Souviens-toi que l’Esprit de Dieu habite en tout être humain — celui même qui te donne la vie — et que tu dois donc non seulement aimer, mais vénérer chaque âme humaine comme sacrée.
Un cheval utilise sa grande vitesse pour fuir un prédateur ; il n’est malheureux pas quand il ne peut pas chanter comme un coq, mais quand il perd ce qui lui a été donné : sa vitesse. Un chien a un sens de l’odorat ; il est malheureux quand il perd ce qui lui a été donné — son odorat — et aucun chien n’est malheureux parce qu’il ne peut pas voler.

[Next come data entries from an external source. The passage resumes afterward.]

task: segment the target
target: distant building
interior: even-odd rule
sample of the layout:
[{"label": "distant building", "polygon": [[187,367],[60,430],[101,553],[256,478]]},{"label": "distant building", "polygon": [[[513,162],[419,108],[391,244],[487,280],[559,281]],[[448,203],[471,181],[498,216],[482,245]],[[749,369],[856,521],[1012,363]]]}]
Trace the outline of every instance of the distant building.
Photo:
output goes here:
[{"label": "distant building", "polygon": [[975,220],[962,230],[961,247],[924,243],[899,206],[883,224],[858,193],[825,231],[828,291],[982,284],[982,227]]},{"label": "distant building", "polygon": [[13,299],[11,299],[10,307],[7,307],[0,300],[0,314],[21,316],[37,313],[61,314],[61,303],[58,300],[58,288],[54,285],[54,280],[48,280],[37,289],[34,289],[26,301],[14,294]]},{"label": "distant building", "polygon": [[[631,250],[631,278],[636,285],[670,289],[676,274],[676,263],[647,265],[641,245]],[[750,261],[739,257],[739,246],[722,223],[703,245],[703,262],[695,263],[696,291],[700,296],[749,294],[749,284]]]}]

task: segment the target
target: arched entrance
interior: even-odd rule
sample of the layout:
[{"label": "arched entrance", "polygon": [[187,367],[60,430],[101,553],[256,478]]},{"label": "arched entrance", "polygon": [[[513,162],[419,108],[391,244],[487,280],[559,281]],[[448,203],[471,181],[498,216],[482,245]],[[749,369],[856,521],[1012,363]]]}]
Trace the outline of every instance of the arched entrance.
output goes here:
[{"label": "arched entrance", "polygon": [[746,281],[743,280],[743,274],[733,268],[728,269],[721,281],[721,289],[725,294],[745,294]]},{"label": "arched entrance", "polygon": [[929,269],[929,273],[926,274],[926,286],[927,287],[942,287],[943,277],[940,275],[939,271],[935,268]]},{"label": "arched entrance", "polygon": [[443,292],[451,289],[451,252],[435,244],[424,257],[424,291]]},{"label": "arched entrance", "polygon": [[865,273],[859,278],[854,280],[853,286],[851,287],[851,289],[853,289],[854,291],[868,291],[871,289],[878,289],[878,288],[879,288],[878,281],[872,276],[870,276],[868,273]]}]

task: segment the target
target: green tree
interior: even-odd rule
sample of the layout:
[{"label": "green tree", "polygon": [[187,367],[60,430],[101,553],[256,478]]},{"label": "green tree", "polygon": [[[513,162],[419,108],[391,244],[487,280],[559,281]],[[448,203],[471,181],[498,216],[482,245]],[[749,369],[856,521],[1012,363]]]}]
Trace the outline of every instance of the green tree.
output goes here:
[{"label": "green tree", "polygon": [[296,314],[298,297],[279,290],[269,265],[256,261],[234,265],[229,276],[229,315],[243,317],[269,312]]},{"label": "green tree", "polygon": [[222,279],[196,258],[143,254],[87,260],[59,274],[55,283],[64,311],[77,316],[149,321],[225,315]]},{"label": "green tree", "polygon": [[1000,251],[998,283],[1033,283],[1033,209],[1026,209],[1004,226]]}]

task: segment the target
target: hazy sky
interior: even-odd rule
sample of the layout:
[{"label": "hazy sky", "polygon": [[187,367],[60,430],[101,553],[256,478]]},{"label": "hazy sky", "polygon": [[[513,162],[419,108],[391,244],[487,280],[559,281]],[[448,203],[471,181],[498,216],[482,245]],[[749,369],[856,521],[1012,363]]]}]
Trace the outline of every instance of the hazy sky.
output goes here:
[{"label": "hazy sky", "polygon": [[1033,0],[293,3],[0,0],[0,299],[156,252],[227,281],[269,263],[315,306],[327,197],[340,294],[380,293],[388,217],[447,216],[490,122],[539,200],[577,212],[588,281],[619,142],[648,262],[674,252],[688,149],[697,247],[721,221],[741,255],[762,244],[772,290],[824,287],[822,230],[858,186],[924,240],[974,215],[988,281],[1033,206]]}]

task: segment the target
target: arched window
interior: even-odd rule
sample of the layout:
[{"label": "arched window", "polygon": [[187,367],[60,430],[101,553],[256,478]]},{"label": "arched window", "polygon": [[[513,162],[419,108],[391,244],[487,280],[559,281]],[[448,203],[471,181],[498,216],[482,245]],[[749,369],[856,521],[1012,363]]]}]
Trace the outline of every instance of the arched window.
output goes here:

De même, l’être humain n’est pas malheureux parce qu’il ne peut pas dominer un ours, un lion ou des hommes mauvais, mais quand il perd ce qui lui a été donné : la bonté et la raison. Un tel être humain est véritablement malheureux et mérite pitié. Ce n’est pas quand l’être humain meurt, ni quand il perd son argent, sa maison ou ses biens, que nous devrions le plaindre — rien de tout cela ne lui appartient vraiment. La véritable pitié, c’est quand il perd son bien véritable : sa dignité humaine.
— Épictète
Ne fais rien qui choque ta conscience, ni en public ni en secret.
À notre époque, les gens oublient qu’ils doivent surtout vénérer l’être humain en eux‑mêmes. Car ce sentiment de l’être qui s’élève en nous, nous ne savons comment, dans l’âme, lors des heures calmes, n’est pas distinct des choses, de l’espace, de la lumière, du temps, de l’homme, mais un avec eux, et provient évidemment de la même source d’où provient aussi leur vie et leur existence. Et pourtant, l’homme ne se tient pas en admiration devant l’homme, ni son génie n’est averti de rester à la maison pour entrer en communication avec l’océan intérieur, mais il s’en va à l’étranger mendier une coupe d’eau aux urnes des autres hommes.
— Emerson
Le plus misérable d’entre nous possède encore quelque don, et, aussi ordinaire que soit ce don, puisqu’il est propre à chacun, il peut, avec une application convenable, devenir un don pour tout le genre humain.
— John Ruskin
Outre ses devoirs envers son prochain, tout être humain a un devoir envers lui‑même, en tant qu’enfant de Dieu.